Finger on the Pulse: The Story of the Rambam Hospital, 1918-2018

 

 

In February 2019, the Finger on the Pulse exhibition, which reviewed the story of Rambam Hospital in Haifa, opened at the city’s municipal museum. The exhibition was the outcome of collaboration between the Museum, Rambam Hospital and a group of researchers, in particular our research group. In the same month, MidEastMed members visited the exhibition and met with Ms. Inbar Dror, the museum’s curator. During the meeting, group members became acquainted with the other exhibitions in the museum, and with the most important challenges facing the museum. Ms. Dror told us about museum collections available to the general public, such as maps, pictures, and more. All of them are waiting to be used by researchers in all fields.

MidEastMed’s team members contributed to the exhibition by offering historical consultation on the history of medicine in the city of Haifa during the years of the British Mandate, as well as writing two short essays that were published in the exhibition catalogue. The first dealt with the establishment of the Haifa Governmental Hospital and colonial medicine during the British Mandate period (written by Hagit Krik), and the second dealt with the relationship between the expansion of the city of Haifa and the development of health services available to the residents of the city, especially the Palestinian population (written by Ahmad Mahmoud).

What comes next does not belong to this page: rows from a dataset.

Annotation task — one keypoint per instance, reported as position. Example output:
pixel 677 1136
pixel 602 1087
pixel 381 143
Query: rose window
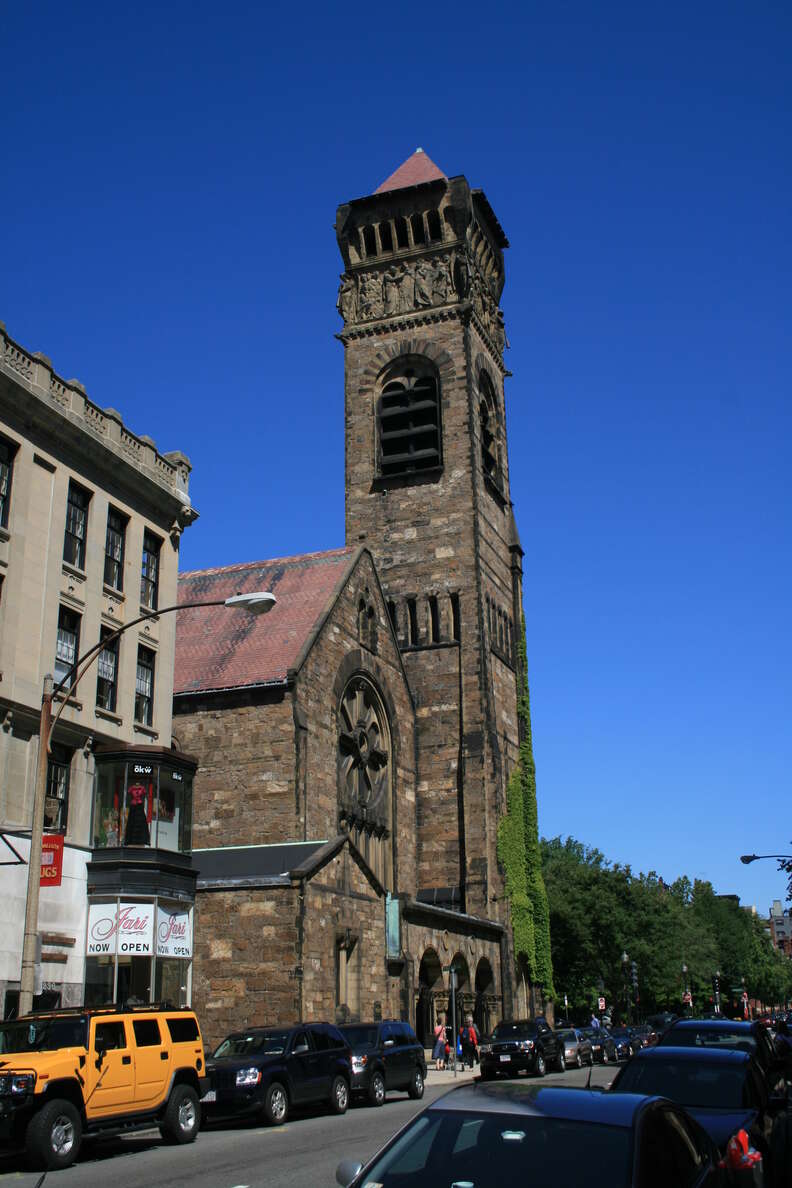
pixel 363 758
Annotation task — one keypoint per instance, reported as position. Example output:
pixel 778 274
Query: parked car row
pixel 665 1120
pixel 80 1072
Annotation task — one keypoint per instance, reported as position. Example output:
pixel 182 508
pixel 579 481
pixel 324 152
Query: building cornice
pixel 62 409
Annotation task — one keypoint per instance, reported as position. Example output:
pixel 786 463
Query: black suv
pixel 521 1046
pixel 270 1069
pixel 385 1056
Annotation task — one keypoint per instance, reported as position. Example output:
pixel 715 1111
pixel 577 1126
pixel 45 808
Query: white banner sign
pixel 173 933
pixel 127 929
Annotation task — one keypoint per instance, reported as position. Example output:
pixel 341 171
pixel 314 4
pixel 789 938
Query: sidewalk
pixel 447 1076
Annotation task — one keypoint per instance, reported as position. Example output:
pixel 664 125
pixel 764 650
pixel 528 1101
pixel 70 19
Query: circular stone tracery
pixel 363 756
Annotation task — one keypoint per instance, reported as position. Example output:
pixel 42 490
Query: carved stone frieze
pixel 411 286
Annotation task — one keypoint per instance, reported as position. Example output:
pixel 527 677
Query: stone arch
pixel 464 997
pixel 430 1002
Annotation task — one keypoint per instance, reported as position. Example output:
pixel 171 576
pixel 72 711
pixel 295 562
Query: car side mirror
pixel 347 1170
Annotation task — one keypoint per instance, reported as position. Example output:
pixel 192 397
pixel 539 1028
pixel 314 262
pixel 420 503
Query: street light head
pixel 257 602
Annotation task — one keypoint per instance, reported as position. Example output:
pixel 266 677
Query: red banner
pixel 51 859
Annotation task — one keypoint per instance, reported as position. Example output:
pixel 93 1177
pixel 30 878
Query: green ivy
pixel 518 848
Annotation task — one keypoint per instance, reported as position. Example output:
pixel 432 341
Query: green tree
pixel 518 848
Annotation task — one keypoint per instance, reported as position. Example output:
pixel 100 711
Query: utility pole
pixel 27 979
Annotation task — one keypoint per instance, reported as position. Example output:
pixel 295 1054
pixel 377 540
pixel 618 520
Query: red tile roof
pixel 217 648
pixel 416 169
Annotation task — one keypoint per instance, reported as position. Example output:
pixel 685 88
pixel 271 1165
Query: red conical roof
pixel 416 169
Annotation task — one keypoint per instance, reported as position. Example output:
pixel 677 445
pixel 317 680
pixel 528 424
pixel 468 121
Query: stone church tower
pixel 428 494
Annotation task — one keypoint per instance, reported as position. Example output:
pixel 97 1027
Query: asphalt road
pixel 303 1154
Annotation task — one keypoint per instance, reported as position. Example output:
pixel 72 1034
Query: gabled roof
pixel 230 867
pixel 222 649
pixel 413 171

The history of Rambam Hospital throughout the twentieth century, known until 1948 as the Haifa Governmental Hospital, or as Hamza Hospital in the Palestinian collective memory, is the history of the development and expansion of the city of Haifa, both geographically and demographically. Because the hospital is linked to providing health services to the population, hospitals are one of the institutions that can be used to narrate the history of a city. The Haifa Governmental Hospital was originally established in 1918 to serve the British governmental and administrative officials and their families. As the Mandate period continued, it began to serve a wider segment of the city's population. From the establishment of the hospital until 1938, the physical site moved between several buildings in the city. In 1938, a modern building was opened, designed by engineer Arik Mendelssohn. The population groups that received treatment were Arabs, Jews, and British subjects, in addition to visitors to the city of different nationalities. The staff that worked in the hospital, were very diverse, especially in the British Mandate years.

The establishment of the government hospital in Haifa was a milestone by which Haifa was incorporated into British colonial medicine, which was based on providing modern health services to the British and to the local population. The outcome was the confirmation and justification of the colonial project through medicine, by means of the hospital’s relationship with the local population. British medical institutions were the main ones to provide health services to the Arab population, due to the absence of an Arab health institutions able to meet the needs of the Palestinian population. The hospital attracted Palestinian, Arab and foreign doctors to Haifa. The hospital contributed to cooperation and working relationships among the men and women that worked there, British, Jewish and Arab. This cooperation took place under the umbrella of British imperialism, but ended in 1947 due to the events in the city of Haifa. The hospital was transferred to the administration of the Haifa municipality and then to that of the State of Israel.